The Limehouse Golem

I think we can all agree that Bill Nighy is great can’t we? It seems weird to think that he only became a household name in 1998 after his break out performance in Still Crazy, a film everyone seems to have forgotten. Since then Nighy has excelled as somewhat eccentric family members (the excellent About Time for example) or, being British, getting paid handsomely to appear as the villain in various Hollywood studio movies (the terrible I, Frankenstein for example). He even managed to get good reviews for the second and third Pirates of the Carribean films, which is impressive as nothing else did.

However what has been missing has been some proper Bill Nighy starrers to stretch him a bit. We all know he can do it, give him that role. Well here we are with The Limehouse Golem and thank god for that.

Nighy plays Inspector John Kildare, fighting his way through the smoggy streets of Victorian London, being set up by his own force to fail to find the Ripper-like Golem. Seeing as Kildare is not “the marrying kind” he is ostracised by his peers and officers. He is given little help: the Golem case seems as unsolvable as Jack the Ripper was, so the set up for him to succeed against all odds seems like a good one for a film. However he is quickly sidelined by one of the suspect’s wife who is accused of his murder. Might she have killed the man who was the Golem in order to save other victims?

Of course we have been all around Victorian London’s seedy underbelly countless times before. It is all here too: cheeky cockneys, rough ladies of the night, ruddy street urchins, old time music halls and opium dens aplenty. Considering this is not the most expensive looking film ever made, it manages to conjure up a good feeling of authenticity by making everything so goddam dirty and mirky. Even the daylight scenes seem to have a darkness hanging over them. Director Juan Carlos Medina and his team also have a terrific understanding of using light and silhouette to make the city of London feel even more dangerous and mysterious than it is.

However what The Limehouse Golem is really about is the acting. Here the script is not only served brilliantly by Nighy but also by, although not limited too, Olivia Cooke, the hapless wife of the Golem suspect. With her character we delve into what it must have been like to be a poor woman in Victorian England, not only with little chance of pulling yourself out of whatever shit pit you were born into, but then even if you did, contemporary attitudes towards women were at best violent, and at worse, well… much worse! Trying to make your mark in that world in any positive way must have been a grim prospect – one character even says “if I die and I go to hell, I’m not sure I’ll know the difference.” Cooke, who has already proved herself in Bate’s Motel and Me, Earl and The Dying Girl, really has to stretch herself, doing everything from a broken women accused of poisoning to a stage clown.

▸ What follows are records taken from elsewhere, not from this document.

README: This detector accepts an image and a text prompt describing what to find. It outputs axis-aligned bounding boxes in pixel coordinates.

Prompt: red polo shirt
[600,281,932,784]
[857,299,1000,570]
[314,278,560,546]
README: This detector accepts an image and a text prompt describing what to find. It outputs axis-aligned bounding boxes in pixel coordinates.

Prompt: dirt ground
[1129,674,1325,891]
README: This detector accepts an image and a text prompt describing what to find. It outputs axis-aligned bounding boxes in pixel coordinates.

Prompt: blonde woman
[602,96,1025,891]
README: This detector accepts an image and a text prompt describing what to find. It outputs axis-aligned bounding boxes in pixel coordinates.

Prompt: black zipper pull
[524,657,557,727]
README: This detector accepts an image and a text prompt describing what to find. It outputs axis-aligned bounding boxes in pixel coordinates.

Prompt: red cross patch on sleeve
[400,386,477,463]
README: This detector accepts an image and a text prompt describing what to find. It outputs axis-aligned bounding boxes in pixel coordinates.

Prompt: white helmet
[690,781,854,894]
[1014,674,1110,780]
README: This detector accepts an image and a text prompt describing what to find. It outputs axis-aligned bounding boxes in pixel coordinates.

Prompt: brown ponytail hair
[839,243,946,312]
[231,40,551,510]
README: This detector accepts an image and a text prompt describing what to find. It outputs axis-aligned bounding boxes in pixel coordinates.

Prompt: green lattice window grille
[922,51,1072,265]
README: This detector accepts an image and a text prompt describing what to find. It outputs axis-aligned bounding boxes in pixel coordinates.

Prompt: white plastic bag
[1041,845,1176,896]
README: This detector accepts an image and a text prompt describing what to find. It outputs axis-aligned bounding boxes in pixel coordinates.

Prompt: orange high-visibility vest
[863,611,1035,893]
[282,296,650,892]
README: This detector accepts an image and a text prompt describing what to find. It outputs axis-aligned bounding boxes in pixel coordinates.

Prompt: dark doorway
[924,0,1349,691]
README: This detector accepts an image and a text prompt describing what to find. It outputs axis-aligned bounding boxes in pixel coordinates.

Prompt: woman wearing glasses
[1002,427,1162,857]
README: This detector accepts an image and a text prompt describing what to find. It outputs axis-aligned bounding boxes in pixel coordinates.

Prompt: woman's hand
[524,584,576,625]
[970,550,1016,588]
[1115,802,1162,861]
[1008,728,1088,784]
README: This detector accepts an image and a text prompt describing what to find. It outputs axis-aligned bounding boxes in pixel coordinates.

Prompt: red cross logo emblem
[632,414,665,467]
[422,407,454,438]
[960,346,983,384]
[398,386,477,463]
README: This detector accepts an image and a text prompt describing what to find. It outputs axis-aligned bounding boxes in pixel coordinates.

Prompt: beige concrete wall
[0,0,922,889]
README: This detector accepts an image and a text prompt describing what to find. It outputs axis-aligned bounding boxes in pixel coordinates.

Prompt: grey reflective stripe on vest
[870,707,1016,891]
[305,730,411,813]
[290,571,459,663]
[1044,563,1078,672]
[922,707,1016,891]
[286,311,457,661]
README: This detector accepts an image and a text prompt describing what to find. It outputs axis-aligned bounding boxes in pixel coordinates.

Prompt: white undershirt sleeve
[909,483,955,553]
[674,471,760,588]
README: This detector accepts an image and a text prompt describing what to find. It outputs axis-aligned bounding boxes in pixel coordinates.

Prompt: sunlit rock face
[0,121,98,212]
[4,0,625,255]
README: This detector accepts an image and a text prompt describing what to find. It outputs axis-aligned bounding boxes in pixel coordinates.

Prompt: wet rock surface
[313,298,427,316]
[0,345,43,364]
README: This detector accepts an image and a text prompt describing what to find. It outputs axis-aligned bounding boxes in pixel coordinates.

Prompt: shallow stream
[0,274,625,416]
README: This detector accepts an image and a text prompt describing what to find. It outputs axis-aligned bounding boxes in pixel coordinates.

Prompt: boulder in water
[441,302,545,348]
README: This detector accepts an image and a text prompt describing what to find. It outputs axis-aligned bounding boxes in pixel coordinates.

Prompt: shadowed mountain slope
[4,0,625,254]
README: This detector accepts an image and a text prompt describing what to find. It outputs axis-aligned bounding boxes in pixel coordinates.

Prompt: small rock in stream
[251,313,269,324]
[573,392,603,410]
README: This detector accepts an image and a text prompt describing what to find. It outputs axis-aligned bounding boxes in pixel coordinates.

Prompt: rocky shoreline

She’s terrific.

Centre stage though it is Nighy who holds the film together so well. His softly spoken performance at first seems to be at odds with what we know as a typical Scotland Yard inspector of yore. But its this very casting against type which make his Kildare so fascinating and such a treat. It helps that the central mystery is such a good one too, but its Nighy’s determination to solve it that makes The Limehouse Golem worth looking through the mist for.